Five words that are killing your career - Women's Agenda

Five words that are killing your career

Keen to get ahead? These are five words to remove from your vocabulary, according to Collective Ambition head Ashleigh Tyszkiewicz. 

1. CRITICISM. Noun. the expression of disapproval of someone or something the basis of perceived faults or mistakes.  

This word evokes a negative, warning feeling in the pit of your stomach when someone feels obliged or motivated to express disapproval or rejection of something about you. And of course, that someone is often you, criticising yourself.

Even “constructive criticism” is a form of being judged (perhaps for your own good, and perhaps simply as a buffer from the reluctant critic).

By substituting the words feedback or suggestion, we regain freedom and choice, if and how to respond, rather than react because we feel attacked.

2. SHOULD. Verb. used to indicate obligation, duty, or correctness, typically when criticising someone’s actions.

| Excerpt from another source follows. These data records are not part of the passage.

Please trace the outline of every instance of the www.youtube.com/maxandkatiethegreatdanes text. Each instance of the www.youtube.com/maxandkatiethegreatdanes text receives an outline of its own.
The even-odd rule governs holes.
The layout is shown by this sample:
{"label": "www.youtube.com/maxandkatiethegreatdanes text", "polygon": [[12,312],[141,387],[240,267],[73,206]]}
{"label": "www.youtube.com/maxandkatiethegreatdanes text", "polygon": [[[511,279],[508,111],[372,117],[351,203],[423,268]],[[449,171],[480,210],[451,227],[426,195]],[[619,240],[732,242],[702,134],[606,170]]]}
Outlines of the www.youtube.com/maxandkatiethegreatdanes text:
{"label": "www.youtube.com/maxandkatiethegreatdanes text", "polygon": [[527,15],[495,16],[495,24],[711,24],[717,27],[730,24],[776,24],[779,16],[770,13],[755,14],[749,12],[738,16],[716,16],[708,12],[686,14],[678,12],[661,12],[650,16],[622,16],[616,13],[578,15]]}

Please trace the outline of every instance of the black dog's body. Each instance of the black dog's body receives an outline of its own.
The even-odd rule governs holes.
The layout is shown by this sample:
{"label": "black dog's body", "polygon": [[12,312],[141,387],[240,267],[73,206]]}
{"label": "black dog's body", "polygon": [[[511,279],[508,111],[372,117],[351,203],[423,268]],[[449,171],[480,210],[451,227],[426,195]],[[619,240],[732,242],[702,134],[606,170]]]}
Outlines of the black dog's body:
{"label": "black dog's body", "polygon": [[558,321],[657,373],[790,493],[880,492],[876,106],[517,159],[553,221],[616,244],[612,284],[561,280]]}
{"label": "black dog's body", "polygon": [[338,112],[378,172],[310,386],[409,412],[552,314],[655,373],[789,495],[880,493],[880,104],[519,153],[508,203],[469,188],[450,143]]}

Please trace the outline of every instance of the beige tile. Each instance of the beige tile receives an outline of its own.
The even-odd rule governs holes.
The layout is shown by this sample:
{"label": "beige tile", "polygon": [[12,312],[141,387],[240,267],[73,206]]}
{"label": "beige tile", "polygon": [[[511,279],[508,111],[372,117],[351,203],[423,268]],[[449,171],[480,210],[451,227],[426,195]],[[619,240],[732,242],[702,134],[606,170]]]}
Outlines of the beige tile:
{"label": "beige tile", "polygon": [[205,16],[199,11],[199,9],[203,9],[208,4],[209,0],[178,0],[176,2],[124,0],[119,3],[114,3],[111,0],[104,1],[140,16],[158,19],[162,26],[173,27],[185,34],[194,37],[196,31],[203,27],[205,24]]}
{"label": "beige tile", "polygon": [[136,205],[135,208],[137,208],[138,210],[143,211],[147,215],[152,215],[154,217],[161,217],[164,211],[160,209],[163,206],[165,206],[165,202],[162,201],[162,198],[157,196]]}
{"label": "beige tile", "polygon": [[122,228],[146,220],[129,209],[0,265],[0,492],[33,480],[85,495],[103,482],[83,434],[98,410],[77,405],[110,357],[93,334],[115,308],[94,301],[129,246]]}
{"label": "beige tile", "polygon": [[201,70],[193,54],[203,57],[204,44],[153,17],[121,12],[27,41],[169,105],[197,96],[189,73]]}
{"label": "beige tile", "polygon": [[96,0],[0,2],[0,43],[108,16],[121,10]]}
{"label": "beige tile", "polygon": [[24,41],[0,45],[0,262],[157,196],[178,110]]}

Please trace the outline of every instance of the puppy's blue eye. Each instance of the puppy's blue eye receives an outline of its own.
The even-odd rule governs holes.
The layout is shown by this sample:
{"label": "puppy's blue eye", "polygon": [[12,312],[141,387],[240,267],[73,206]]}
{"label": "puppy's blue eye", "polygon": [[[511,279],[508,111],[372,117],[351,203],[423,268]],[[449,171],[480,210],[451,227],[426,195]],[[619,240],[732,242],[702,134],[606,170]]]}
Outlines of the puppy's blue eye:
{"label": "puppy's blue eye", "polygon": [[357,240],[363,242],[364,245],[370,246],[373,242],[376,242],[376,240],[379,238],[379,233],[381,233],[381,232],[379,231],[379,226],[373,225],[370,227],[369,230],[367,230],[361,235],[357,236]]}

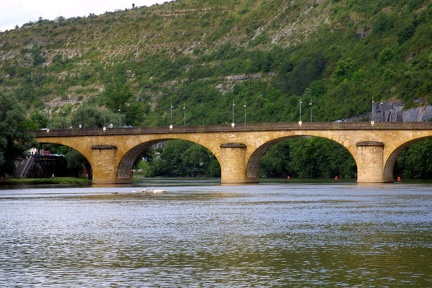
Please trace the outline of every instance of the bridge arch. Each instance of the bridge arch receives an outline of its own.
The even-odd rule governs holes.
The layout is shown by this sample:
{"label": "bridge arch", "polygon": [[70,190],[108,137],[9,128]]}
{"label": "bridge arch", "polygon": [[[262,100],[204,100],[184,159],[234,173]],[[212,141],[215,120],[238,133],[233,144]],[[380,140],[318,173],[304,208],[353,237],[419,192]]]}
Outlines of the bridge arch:
{"label": "bridge arch", "polygon": [[409,146],[421,142],[422,140],[425,139],[432,139],[432,136],[422,136],[422,137],[406,140],[405,142],[399,143],[400,145],[397,146],[393,151],[389,153],[389,156],[385,161],[384,176],[388,178],[393,178],[394,167],[396,165],[396,160],[399,157],[399,155]]}
{"label": "bridge arch", "polygon": [[[346,149],[348,151],[348,153],[353,157],[356,165],[357,165],[357,161],[356,161],[356,154],[353,154],[353,151],[349,148],[351,148],[351,146],[345,146],[343,145],[343,141],[338,141],[339,139],[334,139],[334,137],[325,137],[324,135],[316,135],[316,133],[305,133],[304,135],[289,135],[289,136],[280,136],[274,139],[271,139],[265,143],[263,143],[262,145],[260,145],[259,147],[257,147],[255,149],[255,151],[253,151],[253,153],[251,154],[251,156],[249,157],[248,163],[247,163],[247,176],[248,178],[258,178],[259,177],[259,166],[260,166],[260,162],[262,157],[265,155],[265,153],[274,145],[285,141],[285,140],[289,140],[289,139],[294,139],[294,138],[299,138],[299,137],[316,137],[316,138],[321,138],[321,139],[326,139],[329,141],[332,141],[336,144],[339,144],[341,147],[343,147],[344,149]],[[342,143],[341,143],[342,142]]]}
{"label": "bridge arch", "polygon": [[[44,140],[39,142],[40,145],[43,144],[53,144],[53,145],[62,145],[62,146],[66,146],[68,148],[71,148],[77,152],[79,152],[89,163],[90,165],[90,171],[88,171],[90,173],[90,177],[92,174],[92,170],[93,170],[93,164],[92,164],[92,157],[89,153],[87,153],[87,149],[83,149],[83,147],[81,147],[81,145],[75,145],[77,144],[76,142],[71,142],[71,141],[64,141],[64,139],[60,139],[60,138],[52,138],[52,139],[48,139],[48,140]],[[88,168],[88,167],[86,167]]]}
{"label": "bridge arch", "polygon": [[[138,142],[140,141],[139,139],[137,139]],[[165,141],[175,141],[175,140],[182,140],[182,141],[187,141],[187,142],[191,142],[197,145],[200,145],[204,148],[206,148],[207,150],[209,150],[216,158],[216,160],[218,161],[219,165],[220,165],[220,159],[218,159],[218,154],[217,150],[211,150],[214,149],[214,147],[209,147],[209,145],[207,145],[206,143],[203,143],[202,141],[192,141],[190,139],[190,137],[177,137],[173,135],[173,137],[164,137],[164,138],[160,138],[157,140],[147,140],[141,143],[135,143],[135,146],[131,147],[128,151],[126,151],[126,153],[124,154],[124,156],[120,159],[119,165],[118,165],[118,170],[117,170],[117,179],[120,182],[128,182],[132,179],[132,169],[133,169],[133,164],[135,163],[135,160],[138,158],[138,156],[145,151],[146,149],[150,148],[151,146],[157,144],[157,143],[161,143],[161,142],[165,142]]]}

Should is almost always a moral judgement.

It implies you’ve made the wrong decision to do, or not do something.

Delete it, and substitute could, might, may, consider and see how much more at ease you can feel.

3. PERFECT. Adjective. having all the required or desirable elements, qualities, or characteristics; as good as it is possible to be. 

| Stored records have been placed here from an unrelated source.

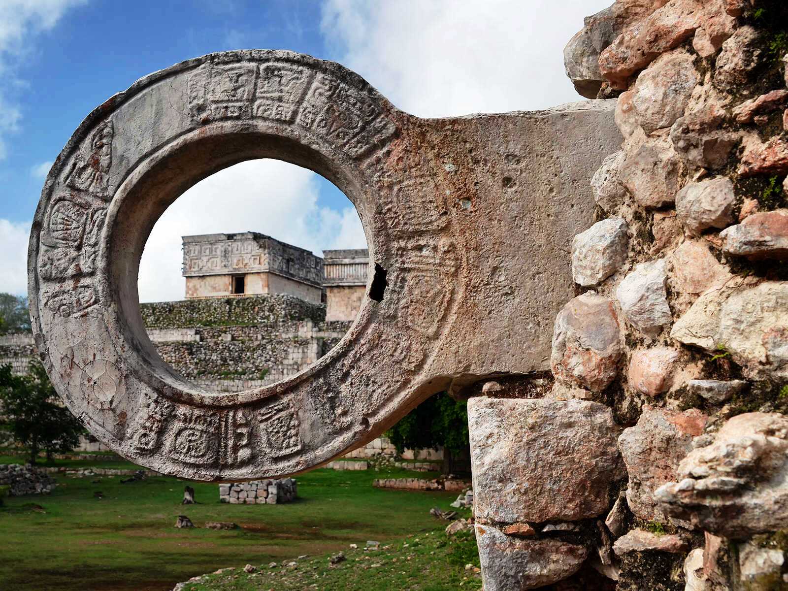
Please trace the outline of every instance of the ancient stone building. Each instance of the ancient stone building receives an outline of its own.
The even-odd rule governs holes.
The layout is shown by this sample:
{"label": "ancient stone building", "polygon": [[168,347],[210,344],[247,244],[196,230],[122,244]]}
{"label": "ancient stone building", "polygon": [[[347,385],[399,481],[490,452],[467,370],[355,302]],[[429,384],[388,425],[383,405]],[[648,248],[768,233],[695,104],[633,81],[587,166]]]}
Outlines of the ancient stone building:
{"label": "ancient stone building", "polygon": [[366,248],[323,251],[326,322],[355,320],[366,292],[369,266]]}
{"label": "ancient stone building", "polygon": [[[143,79],[77,130],[36,214],[53,382],[113,449],[202,480],[320,465],[448,388],[468,399],[486,591],[785,589],[786,22],[782,0],[617,0],[565,54],[608,100],[535,113],[420,119],[289,52]],[[265,150],[356,203],[370,297],[314,371],[217,404],[150,361],[117,267],[159,210],[145,190],[177,197],[165,173]],[[73,177],[88,160],[105,174]]]}
{"label": "ancient stone building", "polygon": [[320,303],[323,260],[256,232],[185,236],[186,298],[294,296]]}

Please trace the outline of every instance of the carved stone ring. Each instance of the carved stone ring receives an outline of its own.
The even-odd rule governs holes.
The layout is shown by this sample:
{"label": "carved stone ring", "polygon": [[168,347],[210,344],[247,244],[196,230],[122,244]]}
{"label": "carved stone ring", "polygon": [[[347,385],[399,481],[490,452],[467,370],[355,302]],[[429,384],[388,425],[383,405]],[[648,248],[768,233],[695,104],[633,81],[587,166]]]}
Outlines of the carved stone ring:
{"label": "carved stone ring", "polygon": [[[95,110],[50,172],[28,255],[39,351],[69,408],[138,464],[203,481],[319,466],[437,392],[548,369],[555,314],[574,295],[571,241],[593,221],[589,180],[620,141],[607,102],[427,120],[305,55],[184,61]],[[139,260],[186,189],[262,158],[319,173],[353,202],[367,297],[311,367],[208,392],[147,337]]]}

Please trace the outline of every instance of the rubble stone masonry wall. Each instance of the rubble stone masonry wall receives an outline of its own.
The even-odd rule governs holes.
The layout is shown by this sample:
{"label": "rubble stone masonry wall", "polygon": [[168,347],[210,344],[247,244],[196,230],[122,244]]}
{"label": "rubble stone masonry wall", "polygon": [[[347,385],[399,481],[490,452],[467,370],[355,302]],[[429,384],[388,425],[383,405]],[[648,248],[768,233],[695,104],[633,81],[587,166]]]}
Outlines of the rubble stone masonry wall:
{"label": "rubble stone masonry wall", "polygon": [[485,589],[788,589],[786,52],[766,0],[619,0],[567,46],[624,141],[552,388],[469,402]]}

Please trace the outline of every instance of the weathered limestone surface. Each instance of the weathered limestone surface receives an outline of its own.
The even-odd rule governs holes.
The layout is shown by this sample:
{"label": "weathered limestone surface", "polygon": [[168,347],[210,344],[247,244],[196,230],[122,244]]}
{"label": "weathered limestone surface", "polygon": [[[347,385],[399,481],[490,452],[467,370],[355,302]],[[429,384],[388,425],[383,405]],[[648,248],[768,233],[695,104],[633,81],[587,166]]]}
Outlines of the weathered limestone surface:
{"label": "weathered limestone surface", "polygon": [[678,463],[692,450],[693,437],[703,432],[706,417],[696,409],[683,413],[643,408],[637,424],[624,429],[619,448],[626,464],[630,511],[646,521],[665,521],[654,492],[676,478]]}
{"label": "weathered limestone surface", "polygon": [[665,259],[640,263],[615,290],[624,316],[646,333],[658,330],[673,319],[665,290],[667,264]]}
{"label": "weathered limestone surface", "polygon": [[788,418],[734,417],[673,480],[655,493],[662,510],[704,530],[742,538],[788,527]]}
{"label": "weathered limestone surface", "polygon": [[747,375],[788,377],[788,281],[746,280],[711,288],[674,325],[671,336],[727,351]]}
{"label": "weathered limestone surface", "polygon": [[550,585],[577,572],[588,556],[585,546],[559,540],[511,537],[488,525],[477,524],[475,530],[485,591]]}
{"label": "weathered limestone surface", "polygon": [[612,302],[589,292],[563,307],[552,336],[551,365],[557,378],[600,392],[615,378],[620,357]]}
{"label": "weathered limestone surface", "polygon": [[788,259],[788,210],[753,214],[719,234],[723,249],[752,260]]}
{"label": "weathered limestone surface", "polygon": [[[565,253],[593,222],[589,180],[621,139],[612,107],[420,119],[338,64],[288,51],[213,54],[146,76],[86,118],[42,192],[28,291],[53,383],[125,457],[226,481],[325,463],[478,377],[547,370],[549,327],[574,295]],[[156,354],[137,266],[185,188],[259,158],[348,195],[374,277],[317,364],[223,394]]]}
{"label": "weathered limestone surface", "polygon": [[732,223],[734,184],[725,177],[688,184],[676,195],[676,214],[694,234]]}
{"label": "weathered limestone surface", "polygon": [[572,278],[596,285],[626,260],[626,222],[621,217],[598,221],[572,240]]}
{"label": "weathered limestone surface", "polygon": [[613,552],[620,556],[648,550],[675,553],[684,552],[686,548],[686,543],[675,534],[658,536],[645,530],[633,530],[615,541]]}
{"label": "weathered limestone surface", "polygon": [[576,521],[608,510],[621,463],[607,407],[474,397],[468,429],[480,522]]}

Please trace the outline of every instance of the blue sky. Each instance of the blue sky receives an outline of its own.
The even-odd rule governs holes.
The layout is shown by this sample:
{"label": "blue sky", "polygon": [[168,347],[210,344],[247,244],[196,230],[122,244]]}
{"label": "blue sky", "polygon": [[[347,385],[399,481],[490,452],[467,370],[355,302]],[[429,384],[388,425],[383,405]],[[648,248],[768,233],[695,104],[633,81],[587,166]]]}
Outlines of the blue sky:
{"label": "blue sky", "polygon": [[[580,100],[561,51],[611,0],[0,0],[0,292],[24,295],[27,233],[50,163],[95,106],[213,51],[338,61],[422,117]],[[228,194],[237,207],[195,215]],[[195,185],[143,255],[140,299],[182,297],[180,236],[256,230],[314,250],[362,247],[350,202],[297,167],[255,161]]]}

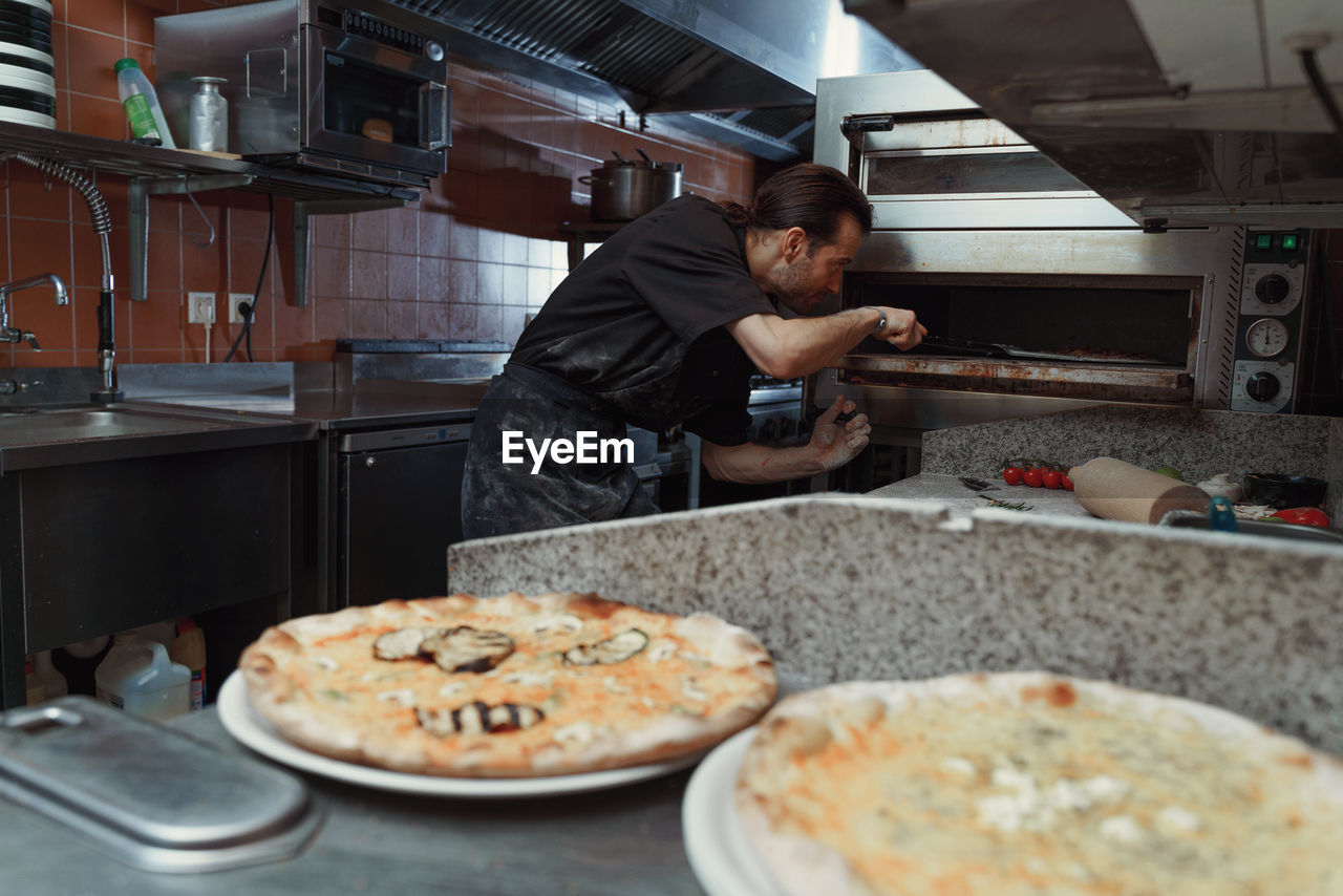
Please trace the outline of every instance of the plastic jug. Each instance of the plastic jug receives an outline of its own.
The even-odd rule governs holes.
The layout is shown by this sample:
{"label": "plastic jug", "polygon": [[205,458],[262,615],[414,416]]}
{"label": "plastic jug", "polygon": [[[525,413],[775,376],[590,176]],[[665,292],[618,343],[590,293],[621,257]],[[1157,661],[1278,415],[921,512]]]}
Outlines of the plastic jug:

Origin: from Latin perfectus ‘completed’. 

How do we get this word so very wrong? To derive from ‘completed’,  to the modern ‘as good as it is possible to be’ – still, are we not, even on our most ‘ordinary’ of days, “as good as we can possibly be”, for that particular day in that particular situation? In which case we’re all perfect far more often than we allow ourselves credit.

If you are your own worst critic constantly striving for perfection, you miss the opportunity to be complete as you are, to be enough, every day, no matter the outcome.  Enough, can easily be swamped by perfect. Good and great can easily be swamped by perfect! 

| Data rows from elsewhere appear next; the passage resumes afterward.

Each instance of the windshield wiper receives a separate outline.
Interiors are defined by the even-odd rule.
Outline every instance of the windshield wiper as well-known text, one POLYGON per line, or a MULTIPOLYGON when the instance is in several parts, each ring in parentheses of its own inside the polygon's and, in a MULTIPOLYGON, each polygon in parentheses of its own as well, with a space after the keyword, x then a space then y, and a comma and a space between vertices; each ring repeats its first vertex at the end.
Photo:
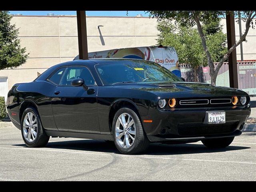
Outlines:
POLYGON ((133 81, 124 81, 123 82, 118 82, 117 83, 113 83, 112 85, 114 85, 115 84, 119 84, 120 83, 136 83, 136 82, 133 82, 133 81))

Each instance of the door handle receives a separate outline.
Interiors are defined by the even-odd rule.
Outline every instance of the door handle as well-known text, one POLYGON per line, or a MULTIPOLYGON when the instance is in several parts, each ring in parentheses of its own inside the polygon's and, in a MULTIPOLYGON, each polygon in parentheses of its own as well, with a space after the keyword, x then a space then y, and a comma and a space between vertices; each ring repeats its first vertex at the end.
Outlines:
POLYGON ((54 91, 54 94, 58 95, 60 92, 60 91, 54 91))

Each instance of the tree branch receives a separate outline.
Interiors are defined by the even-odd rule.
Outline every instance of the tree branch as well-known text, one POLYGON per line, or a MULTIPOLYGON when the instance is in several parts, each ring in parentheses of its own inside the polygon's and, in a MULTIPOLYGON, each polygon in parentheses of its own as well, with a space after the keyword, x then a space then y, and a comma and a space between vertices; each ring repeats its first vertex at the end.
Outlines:
POLYGON ((203 32, 203 30, 202 28, 202 26, 200 23, 199 18, 198 15, 195 15, 194 16, 194 17, 196 20, 196 25, 197 26, 197 29, 199 33, 199 35, 200 36, 201 40, 202 41, 203 48, 204 48, 204 50, 206 54, 208 65, 209 65, 210 69, 211 69, 211 70, 210 70, 210 72, 214 72, 214 67, 213 65, 212 59, 212 58, 211 54, 210 53, 209 50, 208 50, 208 48, 207 47, 207 45, 206 44, 206 42, 205 39, 205 36, 204 36, 204 34, 203 32))
POLYGON ((250 14, 247 19, 247 20, 246 20, 246 22, 245 24, 246 28, 245 28, 245 31, 244 32, 244 33, 241 36, 238 41, 235 44, 234 44, 233 45, 233 46, 232 46, 228 51, 228 52, 227 52, 227 53, 226 53, 224 55, 224 56, 223 56, 222 58, 221 59, 220 62, 219 62, 219 63, 218 64, 218 66, 217 66, 217 68, 215 70, 215 72, 216 72, 218 73, 218 72, 219 72, 219 70, 220 70, 220 69, 221 67, 221 66, 223 64, 223 62, 225 60, 226 60, 228 59, 228 58, 229 55, 233 51, 233 50, 234 49, 235 49, 236 47, 237 47, 238 45, 239 45, 243 41, 244 41, 245 40, 245 38, 246 37, 246 35, 247 35, 247 33, 248 33, 249 29, 250 28, 250 22, 252 21, 252 19, 255 16, 255 15, 256 15, 256 13, 255 13, 254 14, 253 16, 252 17, 252 15, 253 13, 253 11, 251 11, 250 12, 250 14))

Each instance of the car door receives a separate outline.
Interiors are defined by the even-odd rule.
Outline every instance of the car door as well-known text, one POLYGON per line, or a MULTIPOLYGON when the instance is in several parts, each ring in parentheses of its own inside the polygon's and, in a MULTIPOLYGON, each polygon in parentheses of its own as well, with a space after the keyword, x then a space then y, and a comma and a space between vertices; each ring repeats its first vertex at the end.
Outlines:
POLYGON ((67 67, 52 98, 52 106, 59 131, 100 133, 97 108, 98 86, 85 66, 67 67), (72 80, 82 78, 89 89, 73 86, 72 80))

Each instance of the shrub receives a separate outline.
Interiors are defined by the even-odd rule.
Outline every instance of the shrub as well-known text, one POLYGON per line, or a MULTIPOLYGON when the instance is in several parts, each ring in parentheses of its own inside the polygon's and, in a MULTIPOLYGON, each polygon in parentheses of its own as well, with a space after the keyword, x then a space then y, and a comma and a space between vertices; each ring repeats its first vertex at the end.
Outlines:
POLYGON ((5 106, 4 97, 0 96, 0 119, 3 119, 7 115, 5 106))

“Statistics show that men apply for promotions when they met only 60% of the recommended qualifications whereas women wait until they fulfil 100% of them.”

Our ambition for perfection is costing us more than a good night’s sleep!

Be determined to your best self, on any day.  Because to be as good as you can possibly be is, to be perfect. 

4. JUST. Adjective 1. based on or behaving according to what is morally right and fair Adverb. 1. exactly. 2. very recently; in the immediate past.

Despite its definition, more often than not when we use “just”, it’s as a qualifier. “I just have a quick question”, “It’s just me”.

Delete it in this context – it immediately demeans and reduces what you want to say.

5. SORRY. Adjective. 1. feeling sad or distressed through sympathy with someone else’s misfortune. 2. feeling regret or penitence.
 
It IS too late now to say sorry!

Ok don’t delete this one completely but I want everyone to start to notice how often you’re using it.

Studies indicate that “women have a lower threshold for what constitutes offensive behaviour” – ie. we’re apologising too often and often for things that aren’t actually our fault.

We’re a society and particularly a gender that have turned any sign of potential discomfort in to an opportunity to absorb blame.

How often do other people bump into you and you automatically apologise to them?

Using sorry as your default response greatly devalues its meaning, and devalues yourself as a confident communicator.